I'm very new to NLP and currently trying my luck with the Python NLTK. One of the more confusing things about NLTK is grammar construction. In the examples provided in the NLTK book the grammar is written specifically for each sentence under analysis.
grammar1 = nltk.CFG.fromstring("""
S -> NP VP
VP -> V NP | V NP PP
PP -> P NP
V -> "saw" | "ate" | "walked"
NP -> "John" | "Mary" | "Bob" | Det N | Det N PP
Det -> "a" | "an" | "the" | "my"
N -> "man" | "dog" | "cat" | "telescope" | "park"
P -> "in" | "on" | "by" | "with"
""")
sent = "Mary saw Bob".split()
rd_parser = nltk.RecursiveDescentParser(grammar1)
for tree in rd_parser.parse(sent):
print(tree)
(S (NP Mary) (VP (V saw) (NP Bob)))
I want to analyse a huge range of newspaper articles and obviously writing a dedicated grammar for every sentence is not a feasible task. Specifically, I need to know the number of clauses per sentence. Is there an already existing grammar for such a task, or if not how would one go about wring one?

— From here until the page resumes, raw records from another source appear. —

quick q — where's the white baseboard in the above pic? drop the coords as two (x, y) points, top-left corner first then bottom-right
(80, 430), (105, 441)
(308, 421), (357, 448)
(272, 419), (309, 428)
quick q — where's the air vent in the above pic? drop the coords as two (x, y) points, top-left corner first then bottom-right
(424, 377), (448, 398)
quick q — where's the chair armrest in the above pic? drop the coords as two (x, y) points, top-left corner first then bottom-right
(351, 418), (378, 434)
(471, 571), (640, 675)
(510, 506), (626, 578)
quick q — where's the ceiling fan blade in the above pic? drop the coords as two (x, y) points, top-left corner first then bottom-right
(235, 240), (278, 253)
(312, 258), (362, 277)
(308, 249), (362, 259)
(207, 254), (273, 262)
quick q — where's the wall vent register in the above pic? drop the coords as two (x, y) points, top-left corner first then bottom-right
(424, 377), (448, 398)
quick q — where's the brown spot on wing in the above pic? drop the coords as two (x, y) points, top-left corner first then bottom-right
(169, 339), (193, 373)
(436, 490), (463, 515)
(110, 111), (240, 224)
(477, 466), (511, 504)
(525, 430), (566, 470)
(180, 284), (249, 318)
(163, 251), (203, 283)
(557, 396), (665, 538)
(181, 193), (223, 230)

All my sentences are parsed and POS tagged – e.g.,
[(u'Her', 'PRP$'),
(u'first', 'JJ'),
(u'term', 'NN'),
(u'followed', 'VBN'),
(u'a', 'DT'),
(u'string', 'NN'),
(u'of', 'IN'),
(u'high', 'JJ'),
(u'profile', 'NN'),
(u'police', 'NNS'),
(u'abuse', 'VBP'),
(u'cases', 'NNS'),
(u'including', 'VBG'),
(u'the', 'DT'),
(u'choking', 'NN'),
(u'death', 'NN'),
(u'of', 'IN'),
(u'a', 'DT'),
(u'Hispanic', 'NNP'),
(u'man', 'NN'),
(u'in', 'IN'),
(u'1994', 'CD'),
(u'the', 'DT'),
(u'Louima', 'NNP'),
(u'case', 'NN'),
(u'in', 'IN'),
(u'1997', 'CD'),
(u'and', 'CC'),
(u'the', 'DT'),
(u'shooting', 'NN'),
(u'deaths', 'NNS'),
(u'of', 'IN'),
(u'a', 'DT'),
(u'West', 'NNP'),
(u'African', 'NNP'),
(u'immigrant', 'NN'),
(u'in', 'IN'),
(u'1999', 'CD'),
(u'and', 'CC'),
(u'a', 'DT'),
(u'black', 'JJ'),
(u'security', 'NN'),
(u'guard', 'NN'),
(u'in', 'IN'),
(u'early', 'JJ'),
(u'2000', 'CD')]